Ein Kämpfer namens Darwin

Wien, 11. Februar 1869. Die Naturwissenschaft der Gegenwart ist in gewisser Beziehung die Erbin der Philosophie.

Der Kampf über die wichtigsten Fragen der Menschheit, welchen der Gedanke mit dem Glauben, die Forschung mit der Ueberlieferung kämpft, ward bis in die neueste Zeit zwischen Philosophie und Theologie ausgefochten. Da stand denn Speculation gegen Speculation, die eine oft so wenig faßbar wie die andere, beide häufig im Wetteifer um den Preis der Unverständlichkeit und Dunkelheit. In unseren Tagen ist das anders geworden. Die Philosophie hat das Feld, auf dem sie so lange Widerstand geleistet, geräumt.
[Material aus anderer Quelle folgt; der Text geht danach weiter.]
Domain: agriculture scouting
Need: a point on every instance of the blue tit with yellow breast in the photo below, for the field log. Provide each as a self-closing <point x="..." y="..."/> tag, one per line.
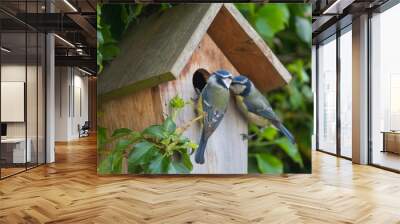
<point x="255" y="107"/>
<point x="213" y="103"/>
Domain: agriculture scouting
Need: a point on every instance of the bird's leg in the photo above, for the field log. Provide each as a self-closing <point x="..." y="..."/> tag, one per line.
<point x="244" y="136"/>
<point x="248" y="137"/>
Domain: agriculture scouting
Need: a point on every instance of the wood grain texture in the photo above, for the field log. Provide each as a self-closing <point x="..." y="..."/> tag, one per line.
<point x="136" y="111"/>
<point x="247" y="50"/>
<point x="226" y="151"/>
<point x="69" y="191"/>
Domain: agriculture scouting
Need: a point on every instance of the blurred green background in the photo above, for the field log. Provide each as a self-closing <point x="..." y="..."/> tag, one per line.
<point x="286" y="28"/>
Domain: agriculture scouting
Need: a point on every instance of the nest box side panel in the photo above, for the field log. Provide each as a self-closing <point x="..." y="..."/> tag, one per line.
<point x="247" y="50"/>
<point x="226" y="151"/>
<point x="135" y="111"/>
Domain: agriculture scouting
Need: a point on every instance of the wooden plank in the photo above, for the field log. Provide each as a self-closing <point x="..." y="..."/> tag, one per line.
<point x="226" y="152"/>
<point x="247" y="50"/>
<point x="155" y="50"/>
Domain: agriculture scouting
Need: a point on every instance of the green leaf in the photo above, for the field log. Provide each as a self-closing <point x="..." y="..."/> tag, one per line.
<point x="290" y="150"/>
<point x="105" y="166"/>
<point x="122" y="144"/>
<point x="155" y="131"/>
<point x="303" y="29"/>
<point x="269" y="164"/>
<point x="177" y="103"/>
<point x="116" y="165"/>
<point x="109" y="51"/>
<point x="177" y="168"/>
<point x="269" y="133"/>
<point x="141" y="153"/>
<point x="159" y="164"/>
<point x="120" y="132"/>
<point x="111" y="164"/>
<point x="186" y="160"/>
<point x="169" y="125"/>
<point x="101" y="137"/>
<point x="252" y="164"/>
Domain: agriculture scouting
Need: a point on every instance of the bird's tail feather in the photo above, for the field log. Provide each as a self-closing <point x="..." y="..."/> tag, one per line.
<point x="286" y="132"/>
<point x="199" y="157"/>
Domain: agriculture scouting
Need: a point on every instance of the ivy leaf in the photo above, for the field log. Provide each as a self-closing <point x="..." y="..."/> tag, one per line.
<point x="111" y="164"/>
<point x="169" y="125"/>
<point x="290" y="150"/>
<point x="186" y="160"/>
<point x="122" y="144"/>
<point x="177" y="168"/>
<point x="271" y="19"/>
<point x="155" y="131"/>
<point x="142" y="153"/>
<point x="269" y="133"/>
<point x="109" y="51"/>
<point x="303" y="29"/>
<point x="268" y="163"/>
<point x="159" y="164"/>
<point x="101" y="137"/>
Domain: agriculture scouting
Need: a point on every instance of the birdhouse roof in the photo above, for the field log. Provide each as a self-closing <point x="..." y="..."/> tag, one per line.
<point x="157" y="49"/>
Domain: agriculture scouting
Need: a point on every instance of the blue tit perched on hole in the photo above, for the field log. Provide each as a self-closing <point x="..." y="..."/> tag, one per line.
<point x="255" y="107"/>
<point x="213" y="103"/>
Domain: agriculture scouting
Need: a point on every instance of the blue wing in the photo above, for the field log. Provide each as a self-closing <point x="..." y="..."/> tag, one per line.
<point x="213" y="115"/>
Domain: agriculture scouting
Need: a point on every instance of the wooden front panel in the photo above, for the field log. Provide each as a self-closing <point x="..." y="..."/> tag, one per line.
<point x="392" y="142"/>
<point x="226" y="152"/>
<point x="136" y="111"/>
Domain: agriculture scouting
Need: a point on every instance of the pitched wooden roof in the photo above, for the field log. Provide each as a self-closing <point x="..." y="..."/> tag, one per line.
<point x="157" y="49"/>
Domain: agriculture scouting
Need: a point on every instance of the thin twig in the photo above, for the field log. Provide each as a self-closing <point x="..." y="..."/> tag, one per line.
<point x="182" y="129"/>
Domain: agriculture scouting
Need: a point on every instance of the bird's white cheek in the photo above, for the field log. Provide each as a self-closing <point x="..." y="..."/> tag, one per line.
<point x="227" y="82"/>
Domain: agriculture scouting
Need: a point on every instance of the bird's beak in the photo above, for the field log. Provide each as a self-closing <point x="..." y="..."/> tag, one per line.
<point x="227" y="82"/>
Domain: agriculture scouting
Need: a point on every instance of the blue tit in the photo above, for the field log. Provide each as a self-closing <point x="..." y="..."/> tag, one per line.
<point x="255" y="107"/>
<point x="214" y="99"/>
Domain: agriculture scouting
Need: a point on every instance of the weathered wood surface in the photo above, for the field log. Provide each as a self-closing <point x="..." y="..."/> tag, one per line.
<point x="136" y="111"/>
<point x="70" y="191"/>
<point x="157" y="49"/>
<point x="247" y="50"/>
<point x="226" y="151"/>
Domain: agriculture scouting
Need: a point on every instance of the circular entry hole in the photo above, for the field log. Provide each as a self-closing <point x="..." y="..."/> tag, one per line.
<point x="200" y="79"/>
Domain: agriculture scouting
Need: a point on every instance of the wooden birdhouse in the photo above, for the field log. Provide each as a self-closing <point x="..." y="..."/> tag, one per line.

Nicht von der Macht der Theologie besiegt, sondern von ihrer eigenen immanenten Langweiligkeit zurückgedrängt. Aber an ihre Stelle trat als weit furchtbarere Streiterin die Naturwissenschaft. Sie kämpft nicht mit System, sondern mit Thatsachen, nicht mit Erklärungen der Dinge, sondern mit den Dingen. Sie sagt nicht: Das muß so oder so sein, sondern sie beweist, daß und warum das Ding so ist. Alle Zweige der Naturwissenschaft wirken zu dem großen Zwecke brüderlich zusammen. Der Geologe lehrt uns das Alter der Erde, die ungeheure Zeitdauer des organischen Lebens kennen; der Zoologe unterrichtet uns über die Thierseele, über den Verwandtschaftsgrad der Menschen mit anderen Säugethieren. Unabsichtlich arbeiten die Gelehrten an der Zertrümmerung alter Vorurtheile, die noch immer die Menschheit beherrschen wollen; eine anscheinend kleine Entdeckung wird zum Mauerbrecher, dessen thatsachenbeschlagener Kopf zehnmal zerstörender an die Wälle gedankenloser Gläubigkeit schlägt, als alle philosophischen Ideen.